Date: Dec. 20th, 2004 08:58 pm (UTC)
From: [identity profile] charlottecooper.livejournal.com
That's true. But Math Reviews should surely be Maths Review?

I always find constructions like apricot-strawberry-banana pie difficult to swallow. What happened to the "and" between them?

Date: Dec. 20th, 2004 09:41 pm (UTC)
From: [identity profile] fflo.livejournal.com
good point!

Date: Dec. 20th, 2004 12:10 am (UTC)
From: [identity profile] crankyasanoldma.livejournal.com
Yeah, it IS butt-cold.

I like Busch's a lot. I know I can often do better on price at Kroger (because Kroger does more loss-leader type stuff) and Meijer is much more convenient...but I tink Busch's is aces on service and I like to reward that.
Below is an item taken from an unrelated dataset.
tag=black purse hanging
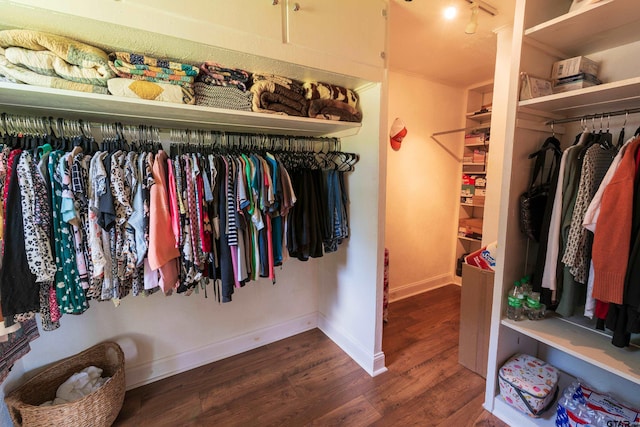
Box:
[519,138,557,242]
Hi, my name is Karen, and my life is so dull I consider a comment about grocery stores to be a meaningful addition to someone's LJ.

Date: Dec. 20th, 2004 01:47 am (UTC)
From: [identity profile] fflo.livejournal.com
Hi, my name is Lisa, and I often post the most mundane comments, so who am I to judge? 'Sides, I like comments. Even ones like "woot." or " :^}= ."

I just began to comment to [livejournal.com profile] paperkingdoms on how my somewhat unproductive day resembled hers, but then I caught myself about to post a good eight sentences of absolute dullness. Grocery store talk, though---not so dull!

I like to go to Busch's when I'm hungry, cuz they feed you samples, and you're less likely to buy every impulse bag o' crap you see in yer munchiness.

Date: Dec. 20th, 2004 04:42 am (UTC)
paperkingdoms: (Default)
From: [personal profile] paperkingdoms
I even like boring comments. :^) And [jumping threads] I think we consider "wood stove" two words. My parents have one. It's lovely.

Date: Dec. 20th, 2004 06:36 am (UTC)
From: [identity profile] fflo.livejournal.com
:: blushing :: Thanks! Next time I'll just hit "Post."

Have a great holiday trip. I have no idea yet how often I'll check in from the road, but I get a real kick out of accessing ljworld from some host's place, or a cafe or library in another town. It's so beyond what I might have imagined years ago that it almost feels like secret agent work or something.